«Но почему столь немногие художники умеют изображать предмет, который доступен пониманию всех? Откуда это обилие колористических манер, тогда как цвет в природе один? Причина этого в свойствах самого органа зрения. Нежный и слабый глаз не любит живых и ярких красок — и живописец отказывается запечатлеть на полотне то, что в природе ранит его восприятие. Он не любит ни огненно-красного, ни ослепительно белого. Подобно обоям, которыми он покроет стены своей комнаты, его полотна будут окрашены слабыми, нежными и мягкими тонами, он будет стремиться гармонией восполнить недостаток силы. Но почему бы и характеру, даже мимолетному настроению человека не влиять на колорит? Если мысли художника грустны, сумрачны и темны, если в его меланхолическом воображении и в мрачной мастерской неизменно царит ночь, если изгоняет он день из своего жилища, если ищет он одиночества и мрака, разве не вправе мы ожидать от него сцены, быть может, и сильной, но темной, тусклой и сумрачной? Если художник страдает разлитием желчи и видит все в желтом свете, как ему удержаться и не набросить на свою картину то желтое покрывало, какое набрасывает его больной орган на все видимое, пусть даже он огорчится, сравнивая зеленое дерево, явившееся ему в воображении, с деревом желтым, — тем, что видят его глаза?»[88]
Поколение 98 года увидело цвет там, где его не видели ранее. Как и резкий испанский контраст света и тени. Да, есть свой цвет у Эль Греко и свой — у Риберы. Я еще напишу несколько страниц, которые озаглавлю: «Одежда на веревке в Толедо». Когда в музее Прадо переходишь от Риберы в один из тех двух залов, что сейчас занимает Эль Греко, то впечатление — тем более сильное при моей близорукости — таково, будто перед глазами замелькало пестроцветье развешанных сушиться одежд. Вот она, живопись Эль Греко: яркие шелковые платья, верхние и нижние юбки, простыни и покрывала, вывешенные рядами на дворах и галереях, на балконах и пустырях. Ткань, трепещущая на ветру, залитая солнечным светом или оттененная свинцово-серым небом. Все переливы красного, белого, голубого, желтого, зеленого, водоворот цветов… Зато у Риберы есть свет и тень. Майянс пишет о Рибере в своем «Искусстве живописи» (1774 г.): «Он подбирал сюжеты, позволявшие ему сосредоточить все внимание на рельефности фигуры, как бы выступавшей из ночного мрака». В моих бумагах хранятся заметки 1898 года о беседах с Лоренсо Касановой. Касанова — художник из Аликанте, учившийся в Италии, а позже возглавивший одну не слишком известную школу живописи. Вот что он рассказывал: «Рибера ставил натурщиков в полутемной комнате так, чтобы на них падала лишь струйка света. Сам он садился в соседнем помещении и писал, поглядывая на модель в щелку». Все приведенные выше цитаты вполне применимы к той литературе, которую создавало славное поколение 98-го.
ЛУНА В ТОЛЕДО
Как-то в декабре 1900 года мы поехали на два-три дня в Толедо, где остановились на постоялом дворе — старом и не без претензий. Я говорю «не без претензий» потому, что ныне редко где увидишь на постоялом дворе большой круглый стол, непременную принадлежность старинных придорожных трактиров, — так вот, здесь круглый стол был. Покрытый, сами понимаете, клеенкой.

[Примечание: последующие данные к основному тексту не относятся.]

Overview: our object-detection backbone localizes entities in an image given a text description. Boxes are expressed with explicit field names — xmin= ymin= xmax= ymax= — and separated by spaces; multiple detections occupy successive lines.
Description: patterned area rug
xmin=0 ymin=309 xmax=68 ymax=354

За этот-то стол и сели мы обедать в компании возчиков, барышников и землепашцев.
— А вы, часом, не из Мадрида, дружище? — спросил меня сидевший рядом человек.
— А вы, наверное, будете из Ильескаса, Сонсеки или Эскалоны?
— Из Сонсеки, сеньор, к вашим услугам.
Из «дружища» я вдруг стал «сеньором». «Дружище» было проще и сердечней. Так называют в Кастилии любого встречного. Дружище, друг, товарищ… На проселочных дорогах Ламанчи едет тебе навстречу какой-нибудь крестьянин, завернувшись, если дело зимой, в свой бурый шерстяной плащ, и обязательно приветствует тебя: «Бог в помощь, товарищ!» Все собравшиеся в толедской гостинице — крестьяне, торговцы, рассыльные и мы вместе с ними — были товарищами. Чистоте языка этих людей, пришедших сюда с полей и деревенских улочек, чистоте их испанского языка мог бы позавидовать любой пурист… если только у пуристов и в самом деле есть чувство родного языка.